AUGUSTA (AP) – Critics of a proposed Down East racetrack casino are accusing the Passamaquoddy Tribe of withholding information about investors.

But the tribe says there’s a simple reason why it’s not sharing the information. Tribal leaders say they haven’t lined up any outside investors to help build and operate the proposed racino, which is on the statewide ballot next month.

The issue was raised after Yes on Question 1, a political action committee created by racino supporters, began running a radio ad that mentioned that the racino would be “majority-owned” by the Passamaquoddy Tribe.

Casinos No!, which opposes the racino, believes the tribe previously suggested that the tribe would be sole owner, but Passamaquoddies dispute that.

“I don’t think we’ve ever claimed we’d be the sole owner,” said Gov. Richard Doyle of the Passamaquoddy Tribe’s reservation at Pleasant Point.

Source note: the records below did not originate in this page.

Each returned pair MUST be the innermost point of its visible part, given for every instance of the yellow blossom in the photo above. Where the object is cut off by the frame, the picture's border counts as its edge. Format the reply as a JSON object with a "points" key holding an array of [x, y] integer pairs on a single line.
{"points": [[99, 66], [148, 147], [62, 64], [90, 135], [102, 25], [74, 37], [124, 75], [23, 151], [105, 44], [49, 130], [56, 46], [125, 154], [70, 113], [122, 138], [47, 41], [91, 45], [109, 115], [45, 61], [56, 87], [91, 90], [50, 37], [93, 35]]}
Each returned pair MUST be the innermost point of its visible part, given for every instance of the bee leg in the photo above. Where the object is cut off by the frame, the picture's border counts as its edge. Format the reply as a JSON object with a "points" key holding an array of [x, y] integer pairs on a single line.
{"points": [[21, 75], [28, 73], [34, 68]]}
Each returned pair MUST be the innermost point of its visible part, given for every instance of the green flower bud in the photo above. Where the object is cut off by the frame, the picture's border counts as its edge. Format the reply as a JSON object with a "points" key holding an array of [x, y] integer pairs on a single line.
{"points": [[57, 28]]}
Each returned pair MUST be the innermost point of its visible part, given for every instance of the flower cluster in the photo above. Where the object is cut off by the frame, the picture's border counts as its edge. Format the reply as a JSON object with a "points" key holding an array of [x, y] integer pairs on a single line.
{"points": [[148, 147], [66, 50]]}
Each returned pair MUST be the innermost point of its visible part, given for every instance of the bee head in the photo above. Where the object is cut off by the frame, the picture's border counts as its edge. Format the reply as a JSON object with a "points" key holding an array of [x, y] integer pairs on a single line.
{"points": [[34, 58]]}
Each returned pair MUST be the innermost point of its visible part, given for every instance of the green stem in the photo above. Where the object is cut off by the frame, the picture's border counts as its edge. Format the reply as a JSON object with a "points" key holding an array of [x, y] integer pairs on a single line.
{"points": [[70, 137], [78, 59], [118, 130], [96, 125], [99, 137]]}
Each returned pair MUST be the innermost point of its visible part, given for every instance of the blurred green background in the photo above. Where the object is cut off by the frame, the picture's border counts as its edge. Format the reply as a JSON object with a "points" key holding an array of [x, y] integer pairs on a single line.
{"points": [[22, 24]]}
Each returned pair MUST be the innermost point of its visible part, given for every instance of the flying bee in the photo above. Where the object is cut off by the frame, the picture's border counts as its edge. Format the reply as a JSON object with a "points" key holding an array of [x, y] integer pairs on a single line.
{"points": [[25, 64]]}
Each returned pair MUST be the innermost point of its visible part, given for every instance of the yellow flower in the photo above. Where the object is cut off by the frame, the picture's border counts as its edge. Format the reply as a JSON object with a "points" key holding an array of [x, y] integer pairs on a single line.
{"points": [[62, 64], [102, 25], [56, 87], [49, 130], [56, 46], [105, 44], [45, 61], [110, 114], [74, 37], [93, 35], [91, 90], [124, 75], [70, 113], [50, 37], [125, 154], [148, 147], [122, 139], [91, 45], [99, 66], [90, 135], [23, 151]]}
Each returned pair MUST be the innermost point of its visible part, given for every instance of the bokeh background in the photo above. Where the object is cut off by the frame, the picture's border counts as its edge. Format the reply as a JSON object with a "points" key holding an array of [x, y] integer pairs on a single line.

If the tribe brings in other investors, the tribe will retain majority ownership of the racino, as noted in the radio ad, Doyle said.

Even if the Passamaquoddies are majority owners, voters should know who the minority investors are before they vote, said Dennis Bailey of Casinos No!

Doyle said referendum organizers are “just focused on the campaign” to win voter approval as the election draws near. The investors would come in later, he said. “We do expect that there may be investors, but that has not been determined yet,” he said.

Donald Soctomah, the Passamaquoddy Tribe’s representative in the Legislature, said the tribe will be calling the shots, not minority investors. “Casinos No! is trying to fog up the issue. They’re trying to confuse the voters,” he said.